Francis Hillman Blackwell was born into a big, part-Cherokee family in 1903, probably somewhere in the South, but they soon relocated to Indianapolis. ‘Scrapper’ got his nickname for his quick temper, and as a kid and he built his own ‘cigar box’ guitar to play along with his Dad, who played the fiddle. He proved to be very talented as he progressed with his playing, and he began to travel widely, but he was making good money from ‘moonshine’ during prohibition and never considered being a full-time musician. He met the Nashville pianist Leroy Carr in Indianapolis and the pair began playing together, finding that Leroy’s heavy left hand gave ‘Scrapper’ the freedom to exploit an extravagant, jazzy guitar style. They lived a wild life in the booze-soaked underworld until June 1928, when Scrapper recorded his ‘Kokomo Blues’ for the Vocalion label in Indianapolis. This was a good-selling record at the time, but when it was re-recorded in 1934 by James Arnold in Chicago, it was a bigger hit and gave him his enduring Blues name. The song was also picked up later by Robert Johnson as ‘Sweet Home Chicago’. A few days after that fateful session, Scrapper accompanied Leroy on his song ‘How Long, How Long?’ which became a huge hit record and started a national fashion for guitar/piano duets. The pair recorded over 100 tracks together, and were a popular live act as they toured the South and Midwest.

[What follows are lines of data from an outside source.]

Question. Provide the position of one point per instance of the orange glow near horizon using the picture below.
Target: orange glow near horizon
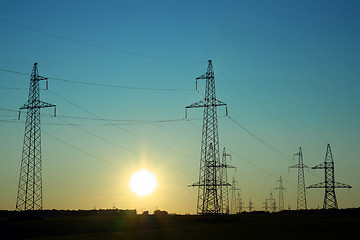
(143, 182)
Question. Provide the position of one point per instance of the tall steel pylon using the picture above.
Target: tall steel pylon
(233, 190)
(301, 191)
(272, 203)
(29, 196)
(209, 184)
(224, 180)
(281, 194)
(251, 205)
(266, 205)
(329, 184)
(239, 202)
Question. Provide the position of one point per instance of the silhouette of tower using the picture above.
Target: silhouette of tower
(29, 196)
(281, 194)
(272, 203)
(209, 184)
(251, 205)
(301, 191)
(266, 205)
(329, 184)
(233, 190)
(224, 182)
(240, 202)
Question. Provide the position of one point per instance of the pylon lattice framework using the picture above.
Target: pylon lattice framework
(281, 194)
(234, 203)
(329, 184)
(29, 196)
(301, 191)
(209, 184)
(224, 180)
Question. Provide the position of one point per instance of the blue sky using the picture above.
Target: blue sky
(288, 70)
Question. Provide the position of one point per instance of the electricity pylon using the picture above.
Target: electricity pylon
(281, 194)
(272, 203)
(209, 184)
(329, 184)
(233, 190)
(240, 202)
(29, 196)
(301, 191)
(266, 205)
(225, 187)
(251, 205)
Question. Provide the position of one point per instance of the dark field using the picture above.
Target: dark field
(344, 224)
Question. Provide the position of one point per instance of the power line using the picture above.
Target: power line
(97, 157)
(281, 154)
(107, 85)
(123, 121)
(125, 130)
(124, 148)
(98, 46)
(270, 112)
(244, 159)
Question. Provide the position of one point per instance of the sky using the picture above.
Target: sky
(288, 71)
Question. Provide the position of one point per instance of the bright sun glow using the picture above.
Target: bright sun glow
(143, 182)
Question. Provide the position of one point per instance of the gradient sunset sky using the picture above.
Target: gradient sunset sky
(288, 70)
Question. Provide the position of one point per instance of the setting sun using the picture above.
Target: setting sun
(143, 182)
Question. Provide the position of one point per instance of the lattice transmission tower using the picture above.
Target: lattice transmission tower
(224, 180)
(301, 191)
(29, 196)
(234, 200)
(281, 194)
(329, 184)
(239, 202)
(209, 184)
(266, 205)
(251, 205)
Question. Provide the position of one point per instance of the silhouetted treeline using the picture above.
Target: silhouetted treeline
(117, 212)
(67, 213)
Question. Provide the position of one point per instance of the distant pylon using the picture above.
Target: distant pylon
(272, 203)
(251, 205)
(29, 196)
(266, 205)
(329, 184)
(301, 191)
(209, 184)
(233, 190)
(281, 194)
(240, 202)
(224, 180)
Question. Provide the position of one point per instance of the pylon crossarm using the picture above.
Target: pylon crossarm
(204, 76)
(204, 103)
(317, 185)
(40, 104)
(341, 185)
(320, 166)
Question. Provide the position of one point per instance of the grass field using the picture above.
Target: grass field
(290, 225)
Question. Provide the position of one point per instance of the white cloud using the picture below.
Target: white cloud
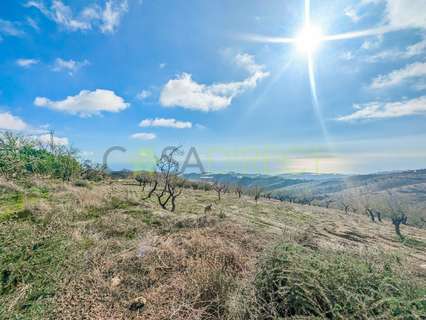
(10, 122)
(403, 14)
(352, 13)
(348, 55)
(143, 136)
(372, 43)
(33, 24)
(396, 77)
(26, 63)
(112, 15)
(406, 14)
(187, 93)
(166, 123)
(86, 103)
(47, 139)
(411, 51)
(69, 65)
(143, 94)
(107, 18)
(383, 110)
(10, 28)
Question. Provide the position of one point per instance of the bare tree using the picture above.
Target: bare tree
(238, 190)
(397, 212)
(219, 188)
(166, 185)
(257, 192)
(143, 179)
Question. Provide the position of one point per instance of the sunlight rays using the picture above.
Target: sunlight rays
(307, 41)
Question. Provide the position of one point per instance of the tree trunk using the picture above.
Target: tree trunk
(371, 213)
(398, 229)
(151, 191)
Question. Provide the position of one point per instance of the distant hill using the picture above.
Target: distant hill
(330, 189)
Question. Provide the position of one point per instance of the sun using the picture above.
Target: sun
(309, 39)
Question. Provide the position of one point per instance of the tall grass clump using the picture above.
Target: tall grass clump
(296, 282)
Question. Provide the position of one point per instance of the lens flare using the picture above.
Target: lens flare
(309, 39)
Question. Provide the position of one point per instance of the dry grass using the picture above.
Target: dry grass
(119, 257)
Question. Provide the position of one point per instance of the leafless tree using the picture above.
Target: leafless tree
(208, 209)
(143, 179)
(397, 211)
(219, 188)
(238, 190)
(167, 186)
(257, 192)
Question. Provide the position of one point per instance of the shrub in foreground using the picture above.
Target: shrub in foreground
(294, 281)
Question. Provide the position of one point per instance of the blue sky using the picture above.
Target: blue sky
(227, 77)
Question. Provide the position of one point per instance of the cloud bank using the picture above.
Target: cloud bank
(186, 93)
(385, 110)
(86, 103)
(165, 123)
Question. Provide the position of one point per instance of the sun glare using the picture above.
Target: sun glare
(309, 39)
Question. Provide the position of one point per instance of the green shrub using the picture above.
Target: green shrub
(81, 183)
(293, 281)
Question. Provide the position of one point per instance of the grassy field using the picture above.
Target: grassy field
(98, 251)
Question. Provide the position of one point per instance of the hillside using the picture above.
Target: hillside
(98, 251)
(331, 190)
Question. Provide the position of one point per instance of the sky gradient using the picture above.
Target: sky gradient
(222, 77)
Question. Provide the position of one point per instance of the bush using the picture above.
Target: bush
(81, 183)
(20, 157)
(293, 281)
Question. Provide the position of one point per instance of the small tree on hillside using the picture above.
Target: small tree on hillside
(238, 190)
(257, 192)
(219, 188)
(167, 179)
(143, 179)
(397, 212)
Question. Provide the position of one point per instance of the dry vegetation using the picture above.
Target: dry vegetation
(100, 251)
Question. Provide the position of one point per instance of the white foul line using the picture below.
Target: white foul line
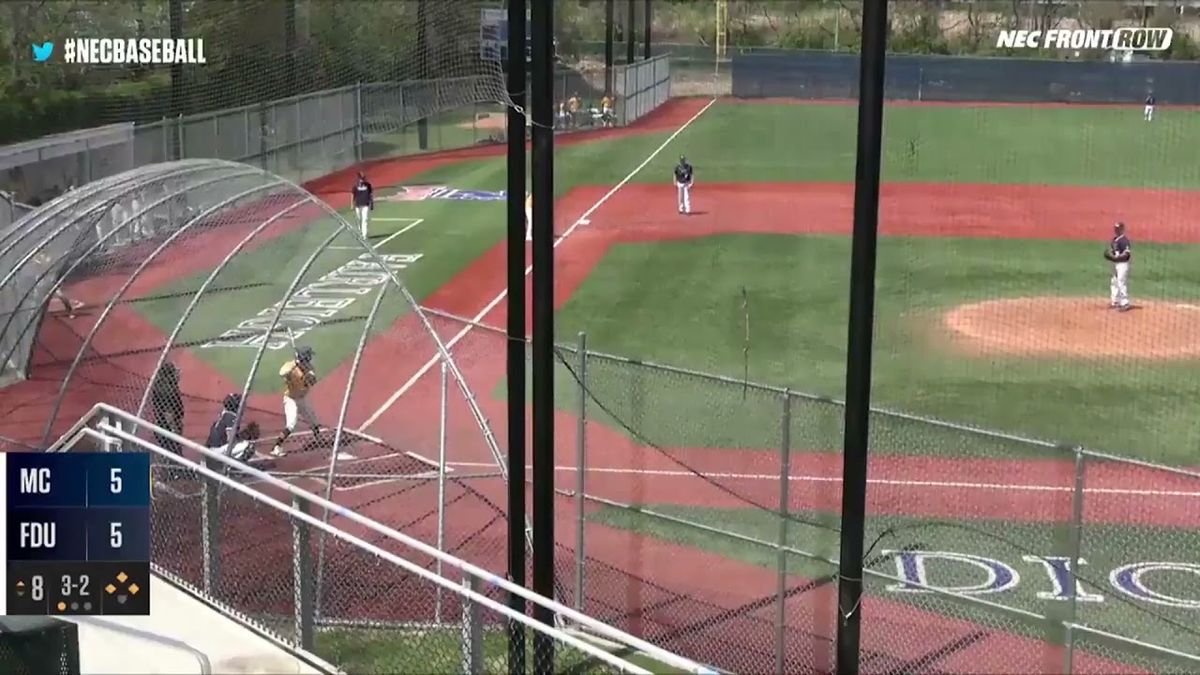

Scrapper’s exquisite playing on ‘Blues Before Sunrise’;

Scrapper continued to make his own records, sometimes under the name ‘Frankie Black’ and was often called in to play with other well known names like Georgia Tom Dorsey, and Chippie Hill. In 1935 Leroy Carr died from kidney problems brought on by drinking, at the age of 30, and Scrapper was so distraught he gave up playing in public for more than 20 years, dedicating his final recording session a few weeks after Leroy’s demise to “my old pal”.

Scrapper was ‘rediscovered’ in 1959 when he cut an acclaimed album for the Bluesville label, but just as the Blues Festival scene on both sides of the Atlantic was about to do so much for those originators of the Blues as they were being brought out of obscurity, Scrapper was shot dead when he was mugged in an Indianapolis back-alley in 1962.